Nomad job schedulers

This page provides conceptual information about Nomad service, batch, system, and system batch job schedulers.

Service

The service scheduler is designed for scheduling long lived services that should never go down. As such, the service scheduler ranks a large portion of the nodes that meet the job's constraints and selects the optimal node to place a task group on. The service scheduler uses a best fit scoring algorithm influenced by Google's work on Borg. Ranking this larger set of candidate nodes increases scheduling time but provides greater guarantees about the optimality of a job placement, which given the service workload is highly desirable.

Service jobs are intended to run until explicitly stopped by an operator. If a service task exits it is considered a failure and handled according to the job's restart and reschedule blocks.

Batch

Batch jobs are much less sensitive to short term performance fluctuations and are short lived, finishing in a few minutes to a few days. Although the batch scheduler is very similar to the service scheduler, it makes certain optimizations for the batch workload. The main distinction is that after finding the set of nodes that meet the job's constraints it uses the power of two choices described in Berkeley's Sparrow scheduler to limit the number of nodes that are ranked.

Batch jobs are intended to run until they exit successfully. Batch tasks that exit with an error are handled according to the job's restart and reschedule blocks.

System

The system scheduler is used to register jobs that should be run on all clients that meet the job's constraints. The system scheduler is also invoked when clients join the cluster or transition into the ready state. This means that all registered system jobs will be re-evaluated and their tasks will be placed on the newly available nodes if the constraints are met.

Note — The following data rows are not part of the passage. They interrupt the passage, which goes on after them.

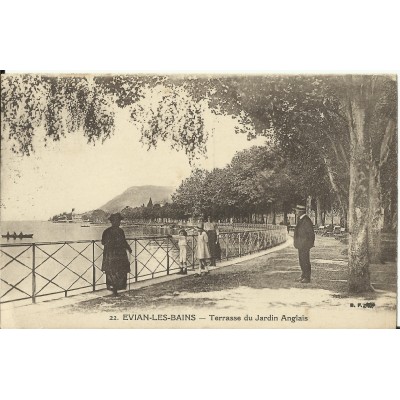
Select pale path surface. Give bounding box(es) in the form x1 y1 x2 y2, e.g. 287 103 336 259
1 237 396 328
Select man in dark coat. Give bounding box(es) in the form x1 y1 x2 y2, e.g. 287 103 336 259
293 205 315 283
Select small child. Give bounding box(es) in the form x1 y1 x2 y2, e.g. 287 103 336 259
196 223 211 276
178 229 187 275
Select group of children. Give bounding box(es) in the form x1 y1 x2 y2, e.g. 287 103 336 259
177 224 218 275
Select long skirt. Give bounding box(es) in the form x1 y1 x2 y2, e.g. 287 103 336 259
106 271 127 290
102 248 130 290
207 230 218 260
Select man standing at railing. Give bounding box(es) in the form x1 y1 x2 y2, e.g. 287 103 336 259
101 213 132 296
293 205 315 283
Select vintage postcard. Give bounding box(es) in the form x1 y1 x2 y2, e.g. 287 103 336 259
0 72 398 329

This scheduler type is extremely useful for deploying and managing tasks that should be present on every node in the cluster. Since these tasks are managed by Nomad, they can take advantage of job updating, service discovery, and more.

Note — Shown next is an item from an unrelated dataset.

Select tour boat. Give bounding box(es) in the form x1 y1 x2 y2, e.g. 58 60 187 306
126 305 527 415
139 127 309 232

The system scheduler will preempt eligible lower priority tasks running on a node if there isn't enough capacity to place a system job. See preemption for details on how tasks that get preempted are chosen.

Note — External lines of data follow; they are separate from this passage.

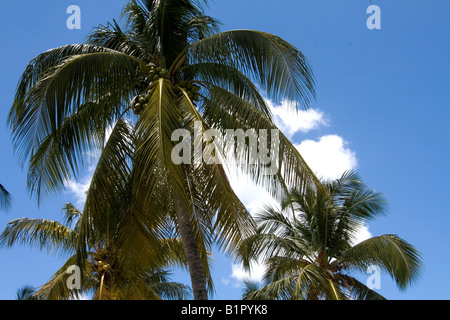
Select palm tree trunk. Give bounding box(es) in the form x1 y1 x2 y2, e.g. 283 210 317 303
174 195 208 300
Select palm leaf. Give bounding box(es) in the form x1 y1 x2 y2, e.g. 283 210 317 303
189 30 314 108
338 234 422 290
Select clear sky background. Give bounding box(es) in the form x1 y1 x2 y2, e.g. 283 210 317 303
0 0 450 299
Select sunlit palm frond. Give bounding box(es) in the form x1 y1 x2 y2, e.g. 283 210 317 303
0 218 78 253
189 30 315 108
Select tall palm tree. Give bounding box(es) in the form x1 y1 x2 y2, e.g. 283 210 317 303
239 172 422 300
8 0 317 299
0 184 11 210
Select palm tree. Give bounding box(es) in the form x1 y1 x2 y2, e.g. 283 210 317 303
0 184 11 210
239 172 421 300
0 203 190 300
16 286 37 300
0 142 190 300
8 0 317 299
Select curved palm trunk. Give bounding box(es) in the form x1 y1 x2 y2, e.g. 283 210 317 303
174 195 208 300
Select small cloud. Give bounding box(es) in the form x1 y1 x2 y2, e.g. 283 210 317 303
296 135 357 180
66 175 92 210
267 100 328 138
231 262 265 282
351 225 372 246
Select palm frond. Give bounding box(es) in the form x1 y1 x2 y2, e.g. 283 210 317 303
189 30 315 108
338 234 422 290
0 184 11 210
0 218 78 253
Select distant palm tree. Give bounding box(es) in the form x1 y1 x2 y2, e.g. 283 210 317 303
239 173 421 300
0 184 11 210
16 286 37 300
8 0 316 299
0 137 190 300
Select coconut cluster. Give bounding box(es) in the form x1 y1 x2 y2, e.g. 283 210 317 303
97 260 111 272
149 66 167 81
131 91 151 114
178 80 201 101
131 66 171 114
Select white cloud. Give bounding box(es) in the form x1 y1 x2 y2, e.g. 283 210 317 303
267 100 328 138
66 174 92 210
296 135 357 179
222 101 362 286
231 262 265 282
351 225 372 246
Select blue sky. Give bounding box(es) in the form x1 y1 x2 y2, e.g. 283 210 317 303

Systems jobs are intended to run until explicitly stopped either by an operator or preemption. If a system task exits it is considered a failure and handled according to the job's restart block; system jobs do not have rescheduling.

When used with node pools, system jobs run on all nodes of the pool used by the job. The built-in node pool all allows placing allocations on all clients in the cluster.

System Batch

The sysbatch scheduler is used to register jobs that should be run to completion on all clients that meet the job's constraints. The sysbatch scheduler will schedule jobs similarly to the system scheduler, but like a batch job once a task exits successfully it is not restarted on that client.

This scheduler type is useful for issuing "one off" commands to be run on every node in the cluster. Sysbatch jobs can also be created as periodic and parameterized jobs. Since these tasks are managed by Nomad, they can take advantage of job updating, service discovery, monitoring, and more.

The sysbatch scheduler will preempt lower priority tasks running on a node if there is not enough capacity to place the job. See preemption details on how tasks that get preempted are chosen.

Sysbatch jobs are intended to run until successful completion, explicitly stopped by an operator, or evicted through preemption. Sysbatch tasks that exit with an error are handled according to the job's restart block.

Like the batch scheduler, task groups in system batch jobs may have a count greater than 1 to control how many instances are run. Instances that cannot be immediately placed will be scheduled when resources become available, potentially on a node that has already run another instance of the same job.